The actor Jackson Rathbone stars in The Twilight Saga: Breaking Dawn-Part 1, in theaters now, and the web series, Aim High, which he co-produced with McG. Next year, he will head back out on tour with his band, 100 Monkeys. Here, her writes about how her got that black eye as part of our Winter Issue's Travel Tales feature
It was the spring of 2010 and I was in love. The girl who had stolen my heart was a black 2006 custom Gibson Les Paul. We had met in the City of Angels on my 25th birthday. She wanted to come home with me, and I could tell this would be more than a one-night stand. This was love -- not my first -- but the last in a long line of broken strings and humbuckers. Our love was electric. She sang to me, and I knew her name was Betty.
I had been on the road with my band, 100 Monkeys, playing shows across North America. On this leg of the tour, we were playing dive bars and juke joints, caravanning with a small trailer lugged by an old Ford van, followed by a small white Scion xB. It wasn't luxurious by any means, but we were able to connect with our fans on a personal level.
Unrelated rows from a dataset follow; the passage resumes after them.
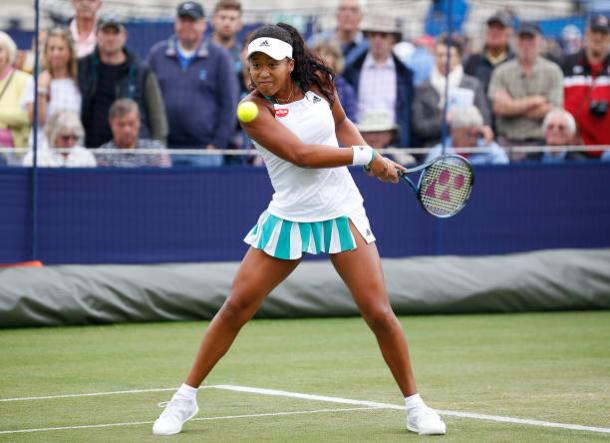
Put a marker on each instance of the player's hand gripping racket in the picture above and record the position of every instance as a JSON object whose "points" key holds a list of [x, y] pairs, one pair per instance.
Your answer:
{"points": [[444, 185]]}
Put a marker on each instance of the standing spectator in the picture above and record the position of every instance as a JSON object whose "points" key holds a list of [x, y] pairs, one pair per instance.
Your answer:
{"points": [[227, 23], [559, 130], [347, 34], [124, 119], [467, 132], [382, 82], [14, 122], [523, 91], [333, 57], [463, 90], [199, 87], [112, 72], [496, 50], [421, 59], [587, 85], [64, 131], [82, 25], [57, 84], [380, 132]]}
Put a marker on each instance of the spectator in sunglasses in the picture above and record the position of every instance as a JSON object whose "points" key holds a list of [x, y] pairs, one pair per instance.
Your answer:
{"points": [[63, 145]]}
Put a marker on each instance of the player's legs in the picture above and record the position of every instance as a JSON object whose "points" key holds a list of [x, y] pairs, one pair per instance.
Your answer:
{"points": [[361, 271], [256, 277], [258, 274]]}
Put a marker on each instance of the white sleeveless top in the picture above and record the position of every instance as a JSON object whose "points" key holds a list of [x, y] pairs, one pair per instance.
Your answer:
{"points": [[307, 194]]}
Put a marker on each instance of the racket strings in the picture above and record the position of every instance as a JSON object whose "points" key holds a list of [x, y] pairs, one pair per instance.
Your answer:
{"points": [[445, 186]]}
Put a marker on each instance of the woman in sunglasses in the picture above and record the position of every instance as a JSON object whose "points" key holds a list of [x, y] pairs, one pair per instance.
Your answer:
{"points": [[64, 134]]}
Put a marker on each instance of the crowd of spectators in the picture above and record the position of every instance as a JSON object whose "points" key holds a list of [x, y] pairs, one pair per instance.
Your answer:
{"points": [[94, 92]]}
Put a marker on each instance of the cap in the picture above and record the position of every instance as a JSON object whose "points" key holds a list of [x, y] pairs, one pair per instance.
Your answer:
{"points": [[383, 23], [273, 47], [599, 23], [504, 18], [376, 121], [190, 9], [111, 19], [529, 28]]}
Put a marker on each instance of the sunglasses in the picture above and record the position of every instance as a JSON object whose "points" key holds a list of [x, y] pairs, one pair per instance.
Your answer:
{"points": [[378, 34]]}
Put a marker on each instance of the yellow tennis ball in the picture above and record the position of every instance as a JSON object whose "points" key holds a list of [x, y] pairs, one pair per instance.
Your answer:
{"points": [[247, 111]]}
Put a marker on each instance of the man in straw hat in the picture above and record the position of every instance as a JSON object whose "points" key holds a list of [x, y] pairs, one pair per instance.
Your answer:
{"points": [[382, 82]]}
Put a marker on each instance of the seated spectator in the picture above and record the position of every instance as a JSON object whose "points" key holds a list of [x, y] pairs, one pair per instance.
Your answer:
{"points": [[14, 123], [64, 131], [467, 132], [559, 130], [124, 119], [379, 131], [111, 72], [523, 91], [463, 90], [57, 84], [332, 56], [381, 81], [347, 33]]}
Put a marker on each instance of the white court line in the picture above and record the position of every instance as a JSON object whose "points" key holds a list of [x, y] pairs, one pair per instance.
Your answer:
{"points": [[226, 417], [278, 393], [498, 418], [92, 394]]}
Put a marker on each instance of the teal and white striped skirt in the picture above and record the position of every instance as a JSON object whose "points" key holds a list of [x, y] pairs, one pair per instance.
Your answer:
{"points": [[288, 240]]}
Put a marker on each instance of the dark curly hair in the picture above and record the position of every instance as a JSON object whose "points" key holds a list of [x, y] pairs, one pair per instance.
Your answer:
{"points": [[309, 69]]}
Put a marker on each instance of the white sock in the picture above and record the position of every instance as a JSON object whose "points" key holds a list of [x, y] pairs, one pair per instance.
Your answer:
{"points": [[414, 401], [188, 391]]}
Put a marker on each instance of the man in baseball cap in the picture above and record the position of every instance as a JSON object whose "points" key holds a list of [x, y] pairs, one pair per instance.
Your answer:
{"points": [[199, 87], [496, 50], [587, 84]]}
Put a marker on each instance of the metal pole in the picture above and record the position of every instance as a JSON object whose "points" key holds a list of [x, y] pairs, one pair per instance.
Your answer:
{"points": [[34, 252], [440, 231]]}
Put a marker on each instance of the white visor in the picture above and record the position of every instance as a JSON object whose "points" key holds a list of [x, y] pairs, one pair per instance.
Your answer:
{"points": [[274, 48]]}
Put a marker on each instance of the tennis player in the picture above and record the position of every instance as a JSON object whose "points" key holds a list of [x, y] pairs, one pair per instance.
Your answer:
{"points": [[316, 208]]}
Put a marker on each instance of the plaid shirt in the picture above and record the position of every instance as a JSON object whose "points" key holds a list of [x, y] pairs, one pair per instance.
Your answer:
{"points": [[131, 159]]}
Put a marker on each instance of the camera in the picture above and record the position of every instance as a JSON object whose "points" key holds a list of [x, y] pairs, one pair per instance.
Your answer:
{"points": [[598, 108]]}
The end of the tour brought 100 Monkeys back to our home state of California, to San Francisco specifically. We had one day off to explore the city, but we spent it in a dingy rehearsal space near the main piers on the industrial side of town. We were writing new songs for our return to Los Angeles in preparation for our future album, Liquid Zoo. After all, music was why we were there, and we had already driven by the famous Haight-Ashbury, now home to a Gap. We preferred to keep playing as opposed to sightseeing.
After rehearsal, we began unloading in a rather disorderly fashion -- joking, sipping beers and passing back instruments and gear, which we lined up along a dimly-lit, one-way alley. I was humming the still half-written lyrics for our future song "Prayer," while directing our tour manager as he backed the van-trailer through the narrow street. Though I was on "night watch" duty, I (admittedly) lost focus of our precious instruments and gear. I would soon learn to never ever make that mistake again. My beloved Betty was gone.
I was in a panic, my senses fully alert. I could taste the salty San Franciscan air, polluted with sticky-sweet carbon dioxide, and my own fear. I could smell the bay, miles away, lapping against the shoreline like an excited Jack Russell terrier. Then, from the corner of my eye, I saw a shadow. I turned: "Hey!" A singular exclamation that meant: "You son of a b****! That's my guitar! Get your ass back here before I cut off your sticky fingers and shove them so deeply into every known orifice that your parents will reel back and choose to never consummate that moment of lust years ago when you were merely a swimming little spunk in your father's left testicle!"
The shadowy figure started running, and so did I.
There are moments you will always remember, and then there are moments when you awaken flying through the air in a fury of righteous anger and indignation, where physical bodies impact much like comets in the cosmos, exploding upon impact, each chipping away at the other and wrestling over a freshly painted guitar case containing a sleeping object of ebony, mahogany and my bleeding, beating heart. I tackled the shadow and it swung back, wild with elbows and fists. My hands bit into concrete to cushion my fall. I held onto the guitar case amidst the writhing and the swinging limbs, as blood began to flow from my temple. Suddenly, the shadow was gone. I began to breathe again. I was alone with my love in my arms.